Em outras palavras, haverá um ganhador e um perdedor, quando, na verdade, o ideal seria haver dois ganhadores, cujos interesses sejam satisfeitos da melhor forma possível.

Esse “ganho de um com a perda do outro” tende a inviabilizar futuras aproximações para a discussão de novos projetos, impedindo um relacionamento de longo prazo entre os negociadores, o que não é aconselhável, pois a negociação nada mais é que um processo de interação entre duas partes que partilham interesses em comum.
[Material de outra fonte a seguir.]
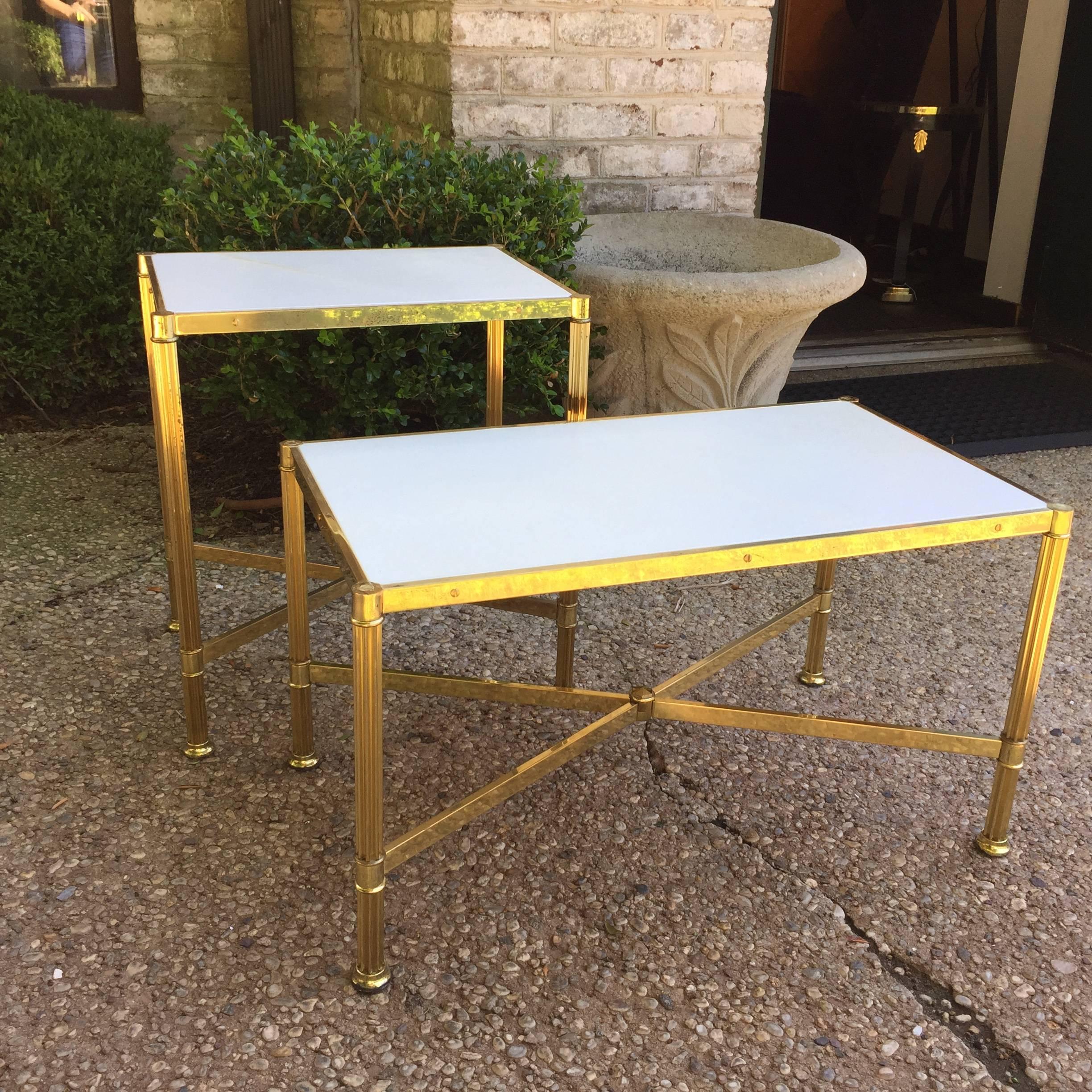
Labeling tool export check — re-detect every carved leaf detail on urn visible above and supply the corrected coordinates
[663,312,815,410]
[664,314,744,410]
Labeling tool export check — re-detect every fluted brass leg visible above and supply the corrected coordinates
[975,505,1073,857]
[353,584,391,994]
[149,314,212,758]
[554,592,577,687]
[485,319,505,426]
[554,318,592,687]
[565,318,592,420]
[136,254,178,633]
[281,440,319,770]
[796,561,834,686]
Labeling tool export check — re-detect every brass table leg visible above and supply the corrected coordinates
[485,319,505,426]
[554,318,592,687]
[281,440,319,770]
[554,592,577,687]
[796,561,834,686]
[136,254,178,633]
[353,584,391,994]
[151,314,212,758]
[975,505,1073,857]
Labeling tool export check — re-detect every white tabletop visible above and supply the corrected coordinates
[298,401,1047,587]
[151,247,571,314]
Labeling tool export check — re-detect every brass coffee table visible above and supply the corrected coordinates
[137,247,591,768]
[282,400,1072,992]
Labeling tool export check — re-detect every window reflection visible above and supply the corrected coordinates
[16,0,118,87]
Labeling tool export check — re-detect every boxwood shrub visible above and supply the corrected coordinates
[155,112,587,438]
[0,84,174,406]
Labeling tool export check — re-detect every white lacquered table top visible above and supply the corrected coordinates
[149,247,571,315]
[297,401,1048,587]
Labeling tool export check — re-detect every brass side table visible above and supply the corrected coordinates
[282,400,1072,992]
[139,247,591,768]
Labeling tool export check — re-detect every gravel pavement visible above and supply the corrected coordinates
[0,428,1092,1092]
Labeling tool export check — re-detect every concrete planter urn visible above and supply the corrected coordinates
[575,212,865,415]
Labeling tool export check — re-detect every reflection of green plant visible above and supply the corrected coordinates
[20,23,64,80]
[155,112,594,438]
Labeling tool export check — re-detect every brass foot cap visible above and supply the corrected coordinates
[974,832,1009,857]
[353,966,391,994]
[880,284,917,304]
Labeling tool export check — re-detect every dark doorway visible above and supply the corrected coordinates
[761,0,1026,339]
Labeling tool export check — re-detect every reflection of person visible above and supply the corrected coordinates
[38,0,117,86]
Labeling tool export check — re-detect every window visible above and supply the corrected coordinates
[0,0,142,112]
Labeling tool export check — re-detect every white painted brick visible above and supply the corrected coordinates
[716,180,756,216]
[136,34,178,64]
[451,99,550,140]
[602,141,695,178]
[698,140,759,176]
[709,60,765,95]
[580,180,649,214]
[451,53,500,94]
[664,12,729,49]
[607,57,702,94]
[732,17,770,54]
[723,103,765,136]
[557,11,660,49]
[505,54,607,95]
[650,182,716,212]
[655,103,721,136]
[554,103,652,140]
[451,11,554,49]
[507,143,600,178]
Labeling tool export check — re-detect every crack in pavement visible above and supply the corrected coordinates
[644,721,1043,1092]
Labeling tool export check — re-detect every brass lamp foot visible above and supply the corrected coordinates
[974,831,1010,857]
[880,284,917,304]
[352,966,391,994]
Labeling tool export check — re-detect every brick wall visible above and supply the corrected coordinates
[292,0,360,127]
[128,0,772,213]
[134,0,358,152]
[450,0,772,213]
[134,0,250,152]
[360,0,451,136]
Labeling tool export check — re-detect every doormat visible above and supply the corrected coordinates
[781,359,1092,458]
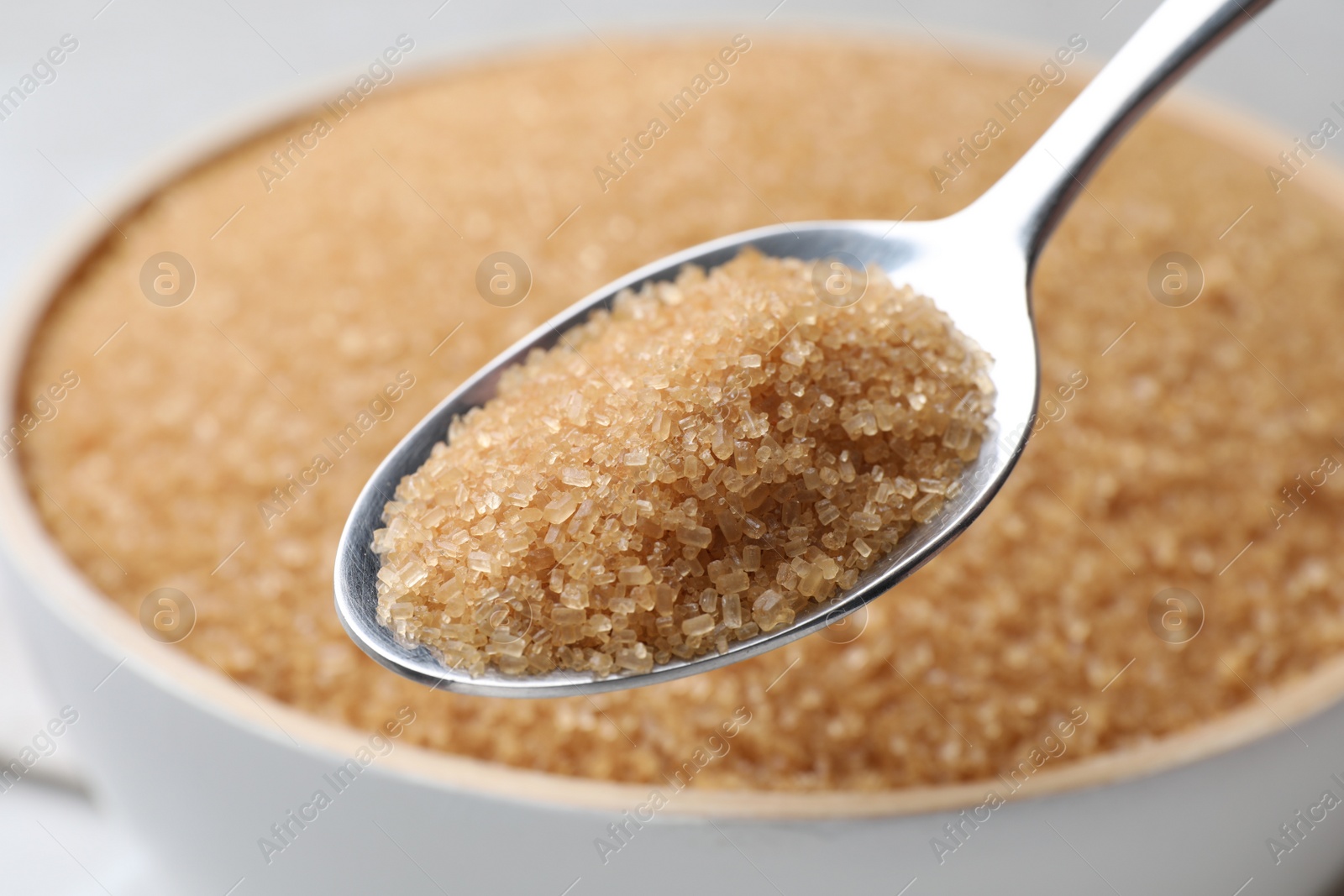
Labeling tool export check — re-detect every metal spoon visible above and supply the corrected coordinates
[336,0,1270,697]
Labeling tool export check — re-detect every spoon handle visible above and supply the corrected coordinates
[963,0,1273,270]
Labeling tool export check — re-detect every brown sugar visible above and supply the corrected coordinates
[374,251,993,676]
[16,35,1344,790]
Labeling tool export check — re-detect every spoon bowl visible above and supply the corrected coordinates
[336,217,1037,697]
[334,0,1270,697]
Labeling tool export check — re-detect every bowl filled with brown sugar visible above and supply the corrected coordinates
[8,13,1344,894]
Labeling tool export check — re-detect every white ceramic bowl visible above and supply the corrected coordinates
[0,8,1344,896]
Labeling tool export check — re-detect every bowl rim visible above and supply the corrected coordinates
[0,34,1344,820]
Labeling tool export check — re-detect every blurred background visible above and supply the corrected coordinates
[0,0,1344,896]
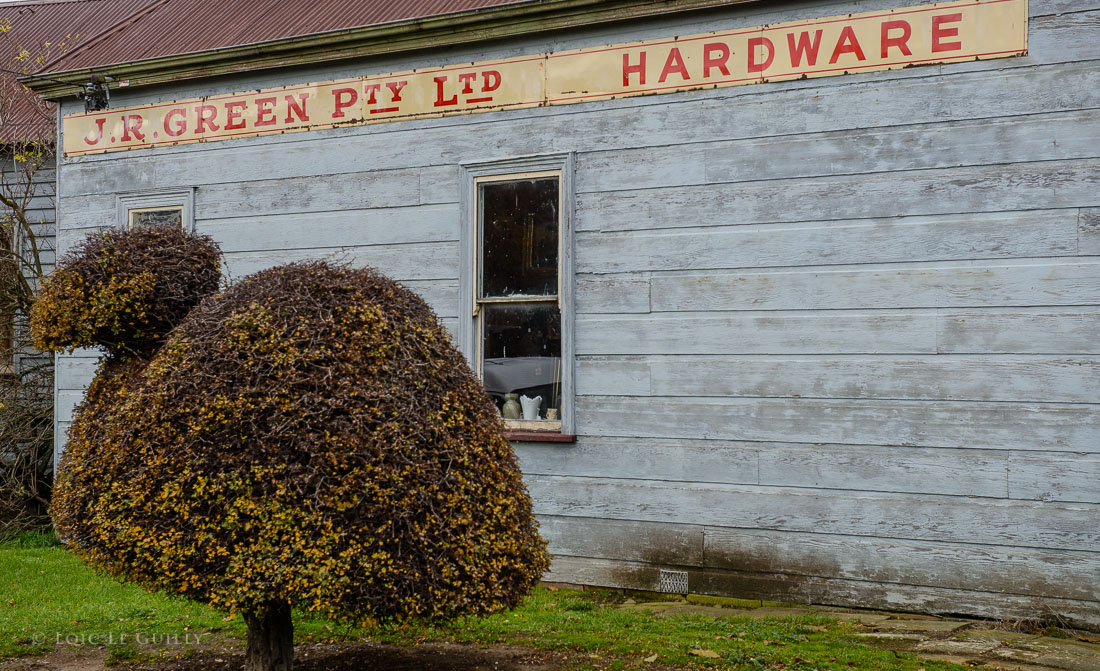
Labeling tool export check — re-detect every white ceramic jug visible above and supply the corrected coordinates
[519,396,542,419]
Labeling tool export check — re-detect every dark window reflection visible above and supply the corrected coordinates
[479,177,558,297]
[482,301,561,419]
[130,208,184,229]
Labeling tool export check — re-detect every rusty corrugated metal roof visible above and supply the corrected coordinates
[0,0,156,142]
[48,0,530,72]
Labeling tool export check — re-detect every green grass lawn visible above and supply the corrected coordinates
[0,535,961,671]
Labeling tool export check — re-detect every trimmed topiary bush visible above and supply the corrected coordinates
[31,227,221,356]
[41,225,549,669]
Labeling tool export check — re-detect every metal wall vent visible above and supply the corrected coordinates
[660,569,688,594]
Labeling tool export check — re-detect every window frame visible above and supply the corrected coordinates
[116,188,195,231]
[457,153,576,442]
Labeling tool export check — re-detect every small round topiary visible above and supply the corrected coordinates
[54,262,549,668]
[31,226,221,358]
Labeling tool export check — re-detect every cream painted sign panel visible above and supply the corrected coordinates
[63,0,1027,156]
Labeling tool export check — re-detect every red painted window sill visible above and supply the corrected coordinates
[504,431,576,442]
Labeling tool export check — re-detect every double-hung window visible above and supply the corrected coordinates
[464,157,573,440]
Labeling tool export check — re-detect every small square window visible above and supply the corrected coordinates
[116,188,195,231]
[127,206,184,229]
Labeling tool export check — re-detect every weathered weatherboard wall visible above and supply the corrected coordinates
[57,0,1100,626]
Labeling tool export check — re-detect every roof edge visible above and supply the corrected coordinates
[19,0,765,100]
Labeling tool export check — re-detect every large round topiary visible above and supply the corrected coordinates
[54,257,548,669]
[31,227,221,356]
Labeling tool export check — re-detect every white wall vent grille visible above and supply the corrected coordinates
[660,569,688,594]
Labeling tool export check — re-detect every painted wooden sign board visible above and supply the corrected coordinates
[63,0,1027,156]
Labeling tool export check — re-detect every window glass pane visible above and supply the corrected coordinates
[482,303,561,419]
[479,177,558,297]
[130,207,184,229]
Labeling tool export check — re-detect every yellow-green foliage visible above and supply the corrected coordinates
[31,227,221,355]
[54,263,548,620]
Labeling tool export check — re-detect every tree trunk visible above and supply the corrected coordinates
[244,603,294,671]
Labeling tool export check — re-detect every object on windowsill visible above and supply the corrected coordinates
[501,394,520,419]
[519,395,542,421]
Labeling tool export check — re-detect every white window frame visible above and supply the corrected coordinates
[458,154,576,436]
[114,188,195,231]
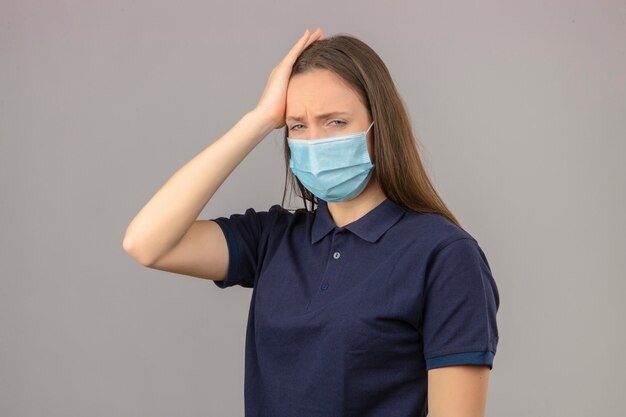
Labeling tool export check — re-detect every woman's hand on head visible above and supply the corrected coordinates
[254,27,324,129]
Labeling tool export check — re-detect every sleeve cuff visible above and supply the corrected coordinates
[426,351,495,371]
[213,219,239,288]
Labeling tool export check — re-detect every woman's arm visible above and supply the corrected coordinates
[428,365,490,417]
[123,28,323,270]
[123,110,274,265]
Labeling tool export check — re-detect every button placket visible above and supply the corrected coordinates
[319,229,343,291]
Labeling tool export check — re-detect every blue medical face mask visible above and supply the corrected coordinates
[287,122,374,201]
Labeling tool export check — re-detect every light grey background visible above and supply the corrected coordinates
[0,0,626,417]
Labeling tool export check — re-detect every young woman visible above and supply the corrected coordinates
[124,28,499,417]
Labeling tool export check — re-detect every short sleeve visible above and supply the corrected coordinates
[422,237,500,370]
[210,205,280,288]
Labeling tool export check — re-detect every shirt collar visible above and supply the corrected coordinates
[311,198,406,243]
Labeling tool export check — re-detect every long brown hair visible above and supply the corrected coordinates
[283,34,461,227]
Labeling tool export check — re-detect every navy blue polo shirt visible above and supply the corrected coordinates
[211,199,499,417]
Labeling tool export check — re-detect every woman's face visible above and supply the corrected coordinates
[285,69,373,160]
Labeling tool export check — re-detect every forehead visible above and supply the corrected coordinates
[287,69,362,116]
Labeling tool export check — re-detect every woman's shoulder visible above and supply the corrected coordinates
[400,210,477,250]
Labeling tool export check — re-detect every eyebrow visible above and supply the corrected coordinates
[285,111,348,122]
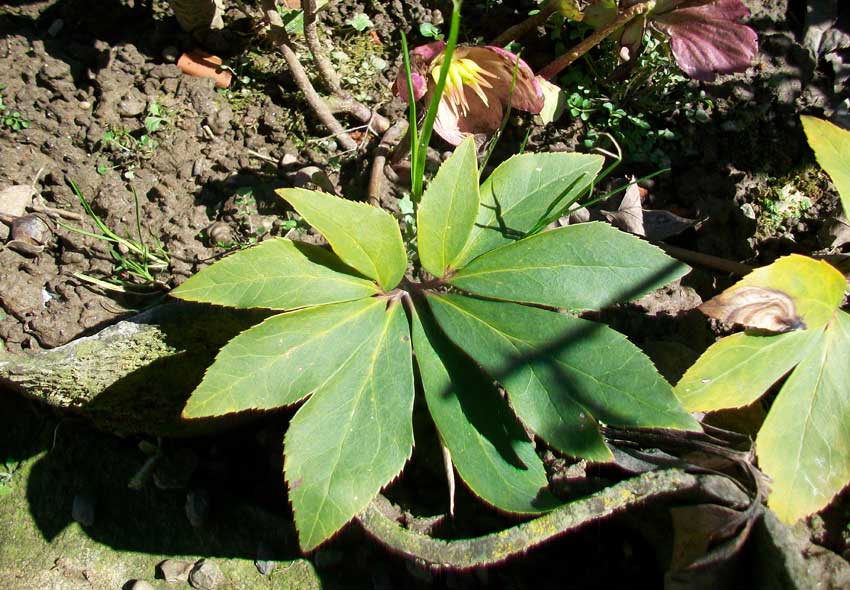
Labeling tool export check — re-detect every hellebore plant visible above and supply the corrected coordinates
[172,136,699,551]
[395,41,543,145]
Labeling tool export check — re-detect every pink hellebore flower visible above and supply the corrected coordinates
[395,41,543,145]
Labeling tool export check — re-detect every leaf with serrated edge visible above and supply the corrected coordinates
[449,222,689,309]
[416,137,478,277]
[673,330,820,412]
[284,303,413,551]
[454,153,605,268]
[756,311,850,523]
[171,238,378,309]
[428,295,699,461]
[413,300,560,514]
[275,188,407,290]
[712,254,847,329]
[183,298,385,418]
[800,115,850,219]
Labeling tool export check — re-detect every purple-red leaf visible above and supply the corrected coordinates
[651,0,758,80]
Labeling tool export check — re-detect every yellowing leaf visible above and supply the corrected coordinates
[673,330,820,412]
[800,115,850,219]
[756,312,850,523]
[707,254,846,329]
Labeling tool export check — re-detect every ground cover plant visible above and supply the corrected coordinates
[0,0,850,588]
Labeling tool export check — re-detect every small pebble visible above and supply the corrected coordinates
[9,214,51,246]
[156,559,195,584]
[0,184,33,217]
[118,88,147,117]
[162,45,180,64]
[280,152,298,168]
[47,18,65,37]
[189,559,224,590]
[254,541,277,576]
[71,493,94,526]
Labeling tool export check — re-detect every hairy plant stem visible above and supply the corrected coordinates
[263,0,358,151]
[490,0,558,47]
[538,0,655,80]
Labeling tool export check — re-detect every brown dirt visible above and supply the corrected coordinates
[0,0,850,587]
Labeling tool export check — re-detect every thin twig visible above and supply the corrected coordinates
[653,242,754,276]
[263,0,357,151]
[325,96,390,133]
[538,0,655,80]
[490,0,558,47]
[357,469,700,569]
[369,119,407,207]
[301,0,342,94]
[302,0,390,133]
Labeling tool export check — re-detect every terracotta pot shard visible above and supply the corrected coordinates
[177,49,233,88]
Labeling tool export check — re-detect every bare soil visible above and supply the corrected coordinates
[0,0,850,588]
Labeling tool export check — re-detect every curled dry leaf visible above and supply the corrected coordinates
[601,179,696,240]
[699,287,806,332]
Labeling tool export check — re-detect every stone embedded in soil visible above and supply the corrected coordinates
[189,559,224,590]
[156,559,195,584]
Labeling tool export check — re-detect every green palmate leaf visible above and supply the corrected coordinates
[450,222,689,309]
[276,188,407,290]
[428,295,699,461]
[674,330,820,412]
[756,311,850,523]
[800,115,850,219]
[413,300,560,514]
[416,137,478,277]
[284,303,413,551]
[171,238,377,309]
[183,298,386,418]
[455,153,604,267]
[712,254,846,329]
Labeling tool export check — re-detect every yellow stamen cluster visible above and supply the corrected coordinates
[431,57,498,117]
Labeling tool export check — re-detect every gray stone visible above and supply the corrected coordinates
[189,559,224,590]
[156,559,195,584]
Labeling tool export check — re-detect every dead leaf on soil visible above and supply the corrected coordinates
[602,178,696,240]
[699,287,806,332]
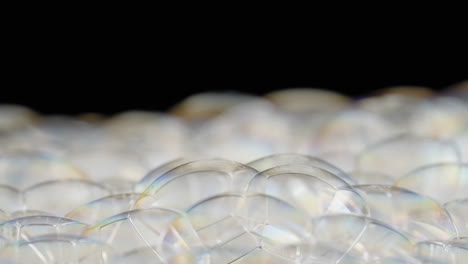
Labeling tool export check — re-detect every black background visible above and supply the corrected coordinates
[4,33,468,114]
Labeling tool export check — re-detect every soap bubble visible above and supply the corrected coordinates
[350,171,394,185]
[190,101,290,162]
[248,164,367,217]
[0,185,23,212]
[247,153,352,183]
[0,209,9,224]
[0,235,112,264]
[171,93,259,120]
[313,110,397,153]
[65,193,140,225]
[136,159,257,210]
[357,135,460,179]
[266,88,350,113]
[135,158,194,193]
[354,185,457,241]
[0,152,87,189]
[187,193,308,264]
[409,97,468,139]
[395,163,468,204]
[0,104,39,133]
[84,208,197,263]
[415,240,468,264]
[23,180,110,216]
[0,215,87,242]
[303,214,412,263]
[444,199,468,238]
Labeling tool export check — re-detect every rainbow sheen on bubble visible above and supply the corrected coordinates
[0,82,468,264]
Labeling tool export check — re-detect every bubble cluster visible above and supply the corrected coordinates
[0,83,468,264]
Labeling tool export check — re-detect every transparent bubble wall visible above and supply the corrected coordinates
[0,82,468,264]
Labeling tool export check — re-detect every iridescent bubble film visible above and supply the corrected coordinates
[0,83,468,264]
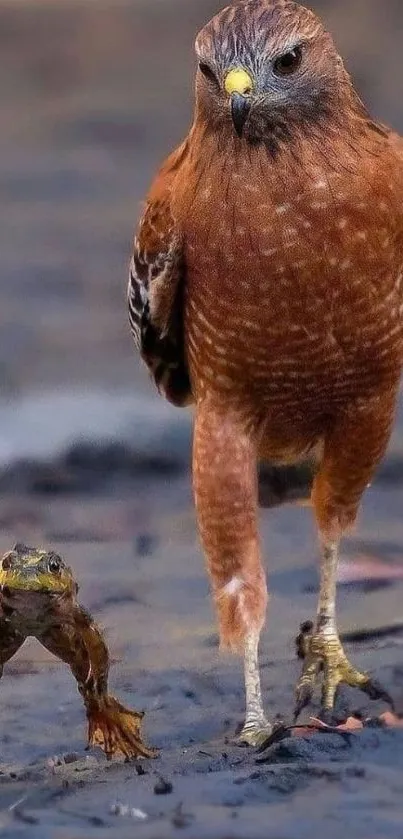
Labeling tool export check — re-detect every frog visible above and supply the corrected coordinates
[0,543,158,760]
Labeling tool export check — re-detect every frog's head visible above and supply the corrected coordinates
[0,544,78,597]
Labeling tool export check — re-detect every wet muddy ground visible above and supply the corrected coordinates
[0,0,403,839]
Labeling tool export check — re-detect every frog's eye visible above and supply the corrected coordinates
[1,553,13,571]
[48,554,61,574]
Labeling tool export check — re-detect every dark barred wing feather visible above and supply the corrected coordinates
[128,152,193,406]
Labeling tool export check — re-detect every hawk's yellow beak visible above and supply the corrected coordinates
[224,67,253,96]
[224,67,254,137]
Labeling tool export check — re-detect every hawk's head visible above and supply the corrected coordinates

É possível ilustrar essa situação a partir de um caso que ocorreu no Estado de Pernambuco com as empresas exploradoras/produtoras de água mineral e água adicionada de sais.

No Brasil, o mercado de envase de água mineral e adicionada de sais é bastante pulverizado, existindo diversas micro, pequenas e médias empresas explorando esta atividade.

Essa pulverização impedia que as empresas chegassem a um consenso para que houvesse um atendimento homogêneo dos interesses de todos.

Nas negociações, cada empresa buscava, a todo custo, defender a sua posição, em detrimento das demais, sem atentarem para o fato de que, uma vez unidas, poderiam ampliar significativamente a sua atuação no mercado, bem como seus lucros.

Esse comportamento gerou um crescimento indiscriminado de empresas que estavam explorando os recursos hídricos do subsolo sem a adequada observância das normas sanitárias, legais e fiscais.

Inicialmente, nenhuma das empresas quis recuar e ceder às restrições que deveriam ser impostas com o objetivo de impor maior controle e organização no setor de exploração de água mineral e adicionada de sais.

Contudo, a desordem neste mercado chegou a um nível insustentável. A partir desse momento, algumas empresas decidiram se reunir regularmente para definir os rumos deste setor.

Pouco a pouco este movimento foi ganhando maior adesão dos demais produtores, resultando na criação de um sindicato e de duas associações. Os participantes dessas entidades deixaram de lado a sua posição, as “regalias” dela decorrentes, e passaram a realizar concessões em prol do benefício de todos.

É justamente isso que o que se defende aqui: o abandono do posicionalismo em prol da negociação dos interesses de ambas as partes, de modo a propiciar-lhes o maior proveito e a melhor eficiência na abordagem.

Após várias negociações, muitas delas incluindo o próprio Governo do Estado de Pernambuco, criaram-se determinadas regras e convenções aplicáveis a todas as empresas do ramo, dentre as quais, podem ser citadas as seguintes: (a) adoção de uma pauta fiscal; (b) criação do uso do selo fiscal, necessário a certificar a qualidade da água a ser consumida; (c) critérios de confecção selo fiscal; (d) liberdade de escolha da gráfica que produz o selo fiscal; (e) aquisição de garrafões de 20L em conjunto, por associação, a fim de reduzir o preço de compra; (d) instituição de convenções coletivas de trabalho com jornadas de trabalho diferenciadas.

O Estado de Pernambuco também precisou ceder, abandonando a sua posição absoluta de detentor do poder, e atender, assim, a algumas reivindicações das empresas do setor.

Essas medidas, adotadas após várias discussões entre as partes interessadas, contribuíram bastante para a reestruturação do setor de água mineral e adicionada de sais. Daí inferindo-se que, ao abandonar suas posições e suas concepções de ganho em detrimento da perda do outro, as empresas alcançaram objetivos superiores.

A ação conjunta dessas empresas, em verdadeiro processo de comunicação e interação, provocou ganhos para todos os negociadores. O Estado passou a arrecadar mais, o mercado tornou-se mais organizado, as empresas aumentaram seus lucros e os consumidores passaram a consumir um produto de melhor qualidade.

A lição aprendida é a de que é imprescindível sobrepor a posição comum à posição individual, de modo que os interesses de todos sejam satisfeitos adequadamente, gerando soluções compatíveis entre si.